By Megan Salzano
Multi-layer flooring has impacted the flooring market greatly as its quick acceptance by consumers has driven growth within the home. While it has taken share from other flooring categories such as laminate and hardwood, there is one subcategory that has welcomed the newcomer with open arms: moldings.
For some in the moldings game, the explosion of multi-layer flooring—including LVT, WPC and SPC—has opened new possibilities in design and, in turn, new channels of revenue. “The vinyl plank flooring category has basically introduced a completely new category for us,” said Tim Tipton, senior vice president of sales, Zamma. “While the laminate flooring business has been relatively flat the last few years, and we’re seeing a slow decline in hardwood, this has been a breath of fresh air for us.”
Even those manufacturers previously focused on categories outside of multi-layer flooring have opened their doors to the new opportunity. “As primarily a wood accessories manufacturer, sales on the majority of our wood profiles has remained flat,” said Bill Treiber, technical sales and education manager, Artistic Finishes. “The introduction of our Enduracor line of WPC accessories has allowed us to increase our sales.
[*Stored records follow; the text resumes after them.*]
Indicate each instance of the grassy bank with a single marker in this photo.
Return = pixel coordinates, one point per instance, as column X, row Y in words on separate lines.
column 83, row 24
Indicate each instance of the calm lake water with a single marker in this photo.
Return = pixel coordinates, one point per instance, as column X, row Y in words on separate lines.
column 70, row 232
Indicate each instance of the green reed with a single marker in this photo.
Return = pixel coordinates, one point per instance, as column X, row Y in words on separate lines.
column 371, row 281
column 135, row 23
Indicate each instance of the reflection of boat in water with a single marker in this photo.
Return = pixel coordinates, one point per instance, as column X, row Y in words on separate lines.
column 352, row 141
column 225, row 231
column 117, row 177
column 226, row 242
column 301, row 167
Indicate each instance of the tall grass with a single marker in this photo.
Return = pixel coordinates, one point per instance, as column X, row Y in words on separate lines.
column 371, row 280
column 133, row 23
Now in its third full year in the market, Enduracor has continued to grow. The impact has been real.”
Treiber added that growth is becoming very diverse in the molding business due to the introduction and success of multi-layer flooring products. “It’s not just T-molds, reducers, stair nosings and square nosings,” he noted. “Today, we have to provide the complete package of accessories. The new trends are asking for treads, risers, millwork and floor vents also. With all the new multi-layer flooring products sprouting up in the flooring industry today, this task has become monumental in size and scope.”
Haley Plank, marketing manager at Flexco, noted the company’s product evolution in an effort to answer challenges unique to multi-layer flooring. “It has required us to develop products that are compatible with the flooring and wide enough to complete an installation successfully. We have introduced the new Base Sculptures Profile Wall Base with a 1⁄2-inch toe that covers the gap between the floor and wall, at the request of our customers.”
With the category continuing to grow in both style and design, matching moldings to the increasing number of product lines entering the market can be tricky. However, some molding manufacturers have found success with a variety of strategies while expecting to implement new techniques in the near future.
Plank noted Flexco’s 61 colors that can be used to match different multi-layer flooring products. “We have just introduced three new white colors,” she added. “Profile moldings will be added to the Flexco portfolio as customers expand their use of the category.”
Pennwood Products has its own in-house tooling that allows it to match just about any size flooring needed with the exact tongue-and-groove configuration, making a perfect match for the molding to the floor. The company also has plans to add new ways of matching in the fourth quarter of 2019. “At the moment we have been using all solid wood products to match the multi-layer flooring, but we are soon going to be offering WPC digital-wrapped moldings, WPC veneer-wrapped moldings and also MDF digital and veneer as well,” said Kraig Coxon, owner. “Pennwood will always focus on the hardwood flooring market whether that be engineered, WPC/SPC with a veneer or solid hardwood flooring. With that being said, we have watched WPC/SPC/LVT grow and haven’t captured near enough market on these floors. That is why we have decided to get into the wrapped moldings/digital print side of the business and try and capture some of this market as well.”
Artistic Finishes’ Treiber said that while the company’s Enduracor line stains a wood veneer to coordinate to the different floors, the company’s next finishing process will include a completely different process that will allow it to get very close to the look of the different multi-layer flooring designs. “Look for that in the near future,” he said. “Then, similar to our wood profiles, we can custom blend to the product being paired up.”
When it comes to Zamma’s strategy, Tipton said plainly, “We don’t match.” Rather, the company procures the actual decorative film that is used to manufacture the flooring. “This is the same process for any vinyl or vinyl composite flooring,” he added. “We don’t change our process or raw components, even though the flooring manufacturers do with PVC, SPC, WPC, etc. We then thermally fuse a commercial wear layer and wrap around a 100% pure PVC extruded profile.”
Looking ahead, molding suppliers said the possibilities for their products that match multi-layer flooring are endless—for those who can keep up. “The evolution into multi-layer flooring will never end,” Treiber said. “Quality increases will drive the market growth. From the moldings side of the industry only the highest quality and the best performing products will survive. Price remains a big factor also, but the technological advancements cannot be overlooked when it comes to long-term performance and aesthetics.”